最初は問いかける声だったが、次にはカーテンを勢いよく開け、彼が入ってきた。
「ひっ!」
彼は白衣で医者であろうと言う事は判明したが、今まさに人を掻っ捌いてきましたと言わんばかりに、前掛けとマスクが真赤に染まっている。
そんな彼に、女性は涙ながらに礼を言っているのだ。少しばかり不思議な感覚だが、彼の方に顔を向けると、彼の唯一覗かせている目がギラリと光ったのが見えてしまった。
「どうですか。ご自分の名前は分かりますか」
一瞬。何を言っているのかと思ったのだが、名前が出てこない。そもそも、俺は何者なのか。彼女は誰なのか。どうして、病院にいるのか……。色々と分からない事だらけではないか…。
俺の様子に、女性が肩を揺さぶって俺の名前だろうか…を呼び、自分の名も名乗っている。だが、全く記憶にない。
俺は首を横に振り、申し訳なく思いながら女性の顔をもう一度見なおした。正直な話、俺の妻だと答えた女性は俺には勿体無い様な美人だ。ただ、今はその顔を直視してあげられない様な酷い顔になってしまっているが。
「記憶喪失ですかね」
「なら、思い出す可能性もあるのですね」
彼の言葉に、瞬時に顔を明るくさせた彼女だが、記憶喪失ならばそう簡単に治る物ではないだろう。最悪、一生戻らない可能性もある。のだが……、彼の目がギラギラと光りを放っている。これは、逃げ出した方がいいのかっ!?
「ダイジョーブですよ?一瞬バカしチクッっとスルダケダカラネー?」
「そんな、MADな笑顔をされて信じられるか!」
「常識は覚えている様デスねー。なら、諦めなさい。コノ部隊章からはニゲラレナイノダヨォォォォォオオオオオオ!」
彼はそう言い放つと、白衣の背中に描かれた部隊章をマジマジと見せつけてきた。こ、これは、マサカ!いや、何で、嘘だろ!?
その部隊章は、血緑色に塗られた彼岸花に白枠の付いた赤十字。その中心に二十四十二重菊花紋章が鎮座しており、その赤十字の下に部隊番号が書かれている…。『No.731』と……。

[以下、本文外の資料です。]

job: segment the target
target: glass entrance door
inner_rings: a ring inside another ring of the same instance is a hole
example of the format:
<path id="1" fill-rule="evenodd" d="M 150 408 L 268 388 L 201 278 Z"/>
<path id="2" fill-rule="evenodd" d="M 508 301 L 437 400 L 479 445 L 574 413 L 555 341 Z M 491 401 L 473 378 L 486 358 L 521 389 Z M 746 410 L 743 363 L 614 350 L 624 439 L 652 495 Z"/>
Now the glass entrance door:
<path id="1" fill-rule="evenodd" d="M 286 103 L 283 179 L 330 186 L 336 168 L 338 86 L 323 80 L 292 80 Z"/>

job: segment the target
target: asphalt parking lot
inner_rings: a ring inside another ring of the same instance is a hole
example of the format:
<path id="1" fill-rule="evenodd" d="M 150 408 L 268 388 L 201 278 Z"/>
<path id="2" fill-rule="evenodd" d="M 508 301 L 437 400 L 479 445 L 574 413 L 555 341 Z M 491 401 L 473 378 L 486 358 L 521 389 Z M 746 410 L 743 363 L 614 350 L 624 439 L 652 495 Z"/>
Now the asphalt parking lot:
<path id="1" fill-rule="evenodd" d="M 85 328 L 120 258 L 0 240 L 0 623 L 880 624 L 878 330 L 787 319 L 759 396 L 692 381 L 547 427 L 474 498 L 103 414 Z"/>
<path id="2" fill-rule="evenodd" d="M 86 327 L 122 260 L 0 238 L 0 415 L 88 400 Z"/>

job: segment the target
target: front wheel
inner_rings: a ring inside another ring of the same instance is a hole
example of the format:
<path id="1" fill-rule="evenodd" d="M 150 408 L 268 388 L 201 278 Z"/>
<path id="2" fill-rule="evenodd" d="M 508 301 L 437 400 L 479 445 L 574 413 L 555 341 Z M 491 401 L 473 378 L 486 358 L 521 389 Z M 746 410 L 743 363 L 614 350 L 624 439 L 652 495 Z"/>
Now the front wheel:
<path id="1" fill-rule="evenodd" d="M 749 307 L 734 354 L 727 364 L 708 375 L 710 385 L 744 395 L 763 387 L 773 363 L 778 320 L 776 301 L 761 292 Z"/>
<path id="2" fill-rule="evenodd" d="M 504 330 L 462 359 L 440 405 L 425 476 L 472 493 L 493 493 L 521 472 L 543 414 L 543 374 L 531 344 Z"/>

ベッドから飛び起きて逃走しようとするも、女性によって床に叩きつけられ、そのまま羽交い絞めにされてしまう。女性とは思えないバカ力により、全く抵抗できない。
そうしている間に、彼が!MADが近付いてくる!最終手段の匍匐前進にて脱出を図ろうと手を伸ばした所で、また意識が飛んだ。今度は、更に深く…だった。
大変申し訳ないですが、(A)終了まで放置させていただきます。